The test I provided is GI. ie. the good stuff. ;D
Ulco, the trees are from the Xfrog Africa package: The big one on the left is the African Mahogany and the smaller ones are the Wild Peach with the spiky plants on the ground being the African Boxwood. The scene is washed out because of the high haze values I used to get some extra light bouncing under walls.
I certainly like the daylight version better myself, but couldn't resist giving a night version a quick try.
UponInfinity, GI is generally the way to go provided that there is a lightsource in your scene. In my night version there is no direct lightsource at all, so I used the Ambient Occlusion mode to bring light in. I set the strength on surfaces to 0.3 and the strength in the atmosphere to 0.
Thanks, Ryan. Maybe a very low (-90) warmish fill light without shadows may help with some light on undersides....
Some much to learn with all these interesting comments. Ryan, you've got me thinking to maybe start another canyon image. This is beautiful!
Quote from: RArcher on August 29, 2012, 09:29:42 AM
UponInfinity, GI is generally the way to go provided that there is a lightsource in your scene. In my night version there is no direct lightsource at all, so I used the Ambient Occlusion mode to bring light in. I set the strength on surfaces to 0.3 and the strength in the atmosphere to 0.
Well, in this case, wouldn't the stars be the light source? As you can see in my test, I lit the scene with nothing more than luminous value. You might have to rachet up the strength on surfaces value, but it technically 'should' work. I'm not guaranteeing better results, but it might be worth a try.
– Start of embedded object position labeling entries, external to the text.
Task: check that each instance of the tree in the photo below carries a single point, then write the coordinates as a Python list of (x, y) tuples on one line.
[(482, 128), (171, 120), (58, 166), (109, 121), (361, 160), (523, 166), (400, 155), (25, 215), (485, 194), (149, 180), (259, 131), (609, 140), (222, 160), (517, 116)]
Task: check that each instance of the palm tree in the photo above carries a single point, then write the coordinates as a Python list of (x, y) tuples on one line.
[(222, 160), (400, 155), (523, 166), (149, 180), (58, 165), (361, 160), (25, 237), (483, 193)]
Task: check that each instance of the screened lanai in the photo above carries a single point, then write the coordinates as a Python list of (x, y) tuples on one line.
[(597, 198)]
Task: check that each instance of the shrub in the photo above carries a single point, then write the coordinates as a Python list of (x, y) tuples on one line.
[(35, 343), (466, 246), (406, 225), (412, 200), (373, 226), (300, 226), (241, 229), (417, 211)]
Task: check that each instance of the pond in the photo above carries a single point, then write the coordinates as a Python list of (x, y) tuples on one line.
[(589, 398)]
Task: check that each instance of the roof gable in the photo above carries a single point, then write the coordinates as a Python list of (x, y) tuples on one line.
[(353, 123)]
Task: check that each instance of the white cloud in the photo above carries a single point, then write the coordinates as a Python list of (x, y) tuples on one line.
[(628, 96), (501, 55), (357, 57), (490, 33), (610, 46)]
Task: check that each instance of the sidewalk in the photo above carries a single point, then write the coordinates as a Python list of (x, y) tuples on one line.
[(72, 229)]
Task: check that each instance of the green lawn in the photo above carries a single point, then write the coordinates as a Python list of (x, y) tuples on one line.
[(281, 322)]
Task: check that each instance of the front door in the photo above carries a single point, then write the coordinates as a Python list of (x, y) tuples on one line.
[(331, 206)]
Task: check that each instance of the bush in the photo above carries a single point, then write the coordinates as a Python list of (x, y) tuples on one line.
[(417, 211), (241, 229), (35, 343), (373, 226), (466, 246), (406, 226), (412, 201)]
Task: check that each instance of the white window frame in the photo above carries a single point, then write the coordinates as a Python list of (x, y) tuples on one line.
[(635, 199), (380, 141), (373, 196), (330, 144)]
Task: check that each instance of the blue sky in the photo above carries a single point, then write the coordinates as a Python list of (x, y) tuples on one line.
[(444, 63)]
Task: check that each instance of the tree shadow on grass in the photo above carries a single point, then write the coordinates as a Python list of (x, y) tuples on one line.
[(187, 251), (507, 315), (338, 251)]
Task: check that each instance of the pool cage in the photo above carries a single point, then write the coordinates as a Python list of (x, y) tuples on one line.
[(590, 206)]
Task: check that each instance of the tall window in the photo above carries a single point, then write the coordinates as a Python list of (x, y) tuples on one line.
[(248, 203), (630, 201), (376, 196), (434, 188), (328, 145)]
The conversation in this thread is giving me lots of good info. Thanks guys.
Like the day light version best Archer. But the night shot is cool.
Hi Ryan, you said no direct lightource? Makes me wonder how you get that striking light on the vegetation on the right wall? Seems there's a direct lighting source to me?
Hi Martin, Just to clarify, it is the night version we are talking about the daylight version absolutely has a sun. For the night version the sunlight node is disabled and the only light is from an enviro light set to:
Ambient Occlusion
0.3 strength on surfaces
1 Colour on surfaces
0 Strength in atmosphere
1 Colour in atmosphere
I did not bother to assign any luminosity to the star field because it wasn't really needed for my quick test.